E-E-A-T audit across 197 committed skills and 20 blog posts on a brand-anonymous, location-anonymous Astro wiki. Authority sub-scores cap at ~3-5/10 on every page by policy — operator name, city, and timezone names are banned from committed files and rendered output. Rubric frameworks treat author bio + named-brand mentions as primary Authority signals; the policy intentionally suppresses both, making the cap structural, not fixable. The real defect was the Experience-on-display axis: 87-word answer block on the homepage with three editorial-bar claims and zero proof artifact (target 134-167 words for the AI-citation extract band), 143 of 197 skills rendering em-dash on the Receipts column because receiptsStatus wasn’t populated, and 8 of 20 blog posts under the 134-word lede floor — the more dramatic the headline finding, the more the lede was trimmed. Three of six top fixes closed the same day.

What I ran

Four parallel investigations against the live site, deliberately separating signal from artifact:

  • Thread A — EEAT signal scoring per surface. 1-10 per E/E/A/T axis on homepage, about, skills index, two flagship skill pages, and a representative blog post. Sourced against committed source files (no DataForSEO, no live-URL tooling). Frameworks: /seo-content for E-E-A-T scoring, /seo-geo for Authority/Brand sub-scoring.
  • Thread B — corpus grep. receiptsStatus distribution across src/content/skills/*.md (197 files). Hero-image coverage across src/content/blog/*.md (20 files). All counts grep-verified.
  • Thread C — per-post content sweep. Lede word counts, hero presence, internal-link counts across all 20 blog posts.
  • Thread D — verify pending session-log items. Confirm three open items hadn’t been silently closed by a commit elsewhere.

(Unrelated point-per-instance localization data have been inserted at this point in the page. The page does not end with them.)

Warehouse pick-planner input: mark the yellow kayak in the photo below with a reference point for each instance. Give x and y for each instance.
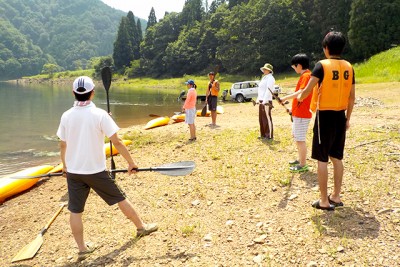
(10, 187)
(115, 151)
(179, 117)
(161, 121)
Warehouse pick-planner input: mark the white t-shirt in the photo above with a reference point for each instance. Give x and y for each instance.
(268, 81)
(84, 129)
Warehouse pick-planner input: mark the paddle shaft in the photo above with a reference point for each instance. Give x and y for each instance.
(106, 77)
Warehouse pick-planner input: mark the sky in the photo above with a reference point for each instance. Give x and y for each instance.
(141, 8)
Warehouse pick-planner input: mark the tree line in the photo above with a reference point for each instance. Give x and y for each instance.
(240, 36)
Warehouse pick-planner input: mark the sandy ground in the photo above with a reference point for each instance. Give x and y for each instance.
(240, 207)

No edits during the audit pass. Three fixes that landed the same day were a deliberate second cycle after the audit completed.

What happened

Corpus state, grep-verified:

SurfaceCount
Skills (committed, draft:false)197
receiptsStatus: firsthand9
receiptsStatus: todo45
receiptsStatus: generic0
→ no receiptsStatus field143
Blog posts (committed, draft:false)20
→ with hero: frontmatter + file in public/og/17

Math checks: 9 + 45 + 0 + 143 = 197 ✓ · 17 + 3 = 20 ✓.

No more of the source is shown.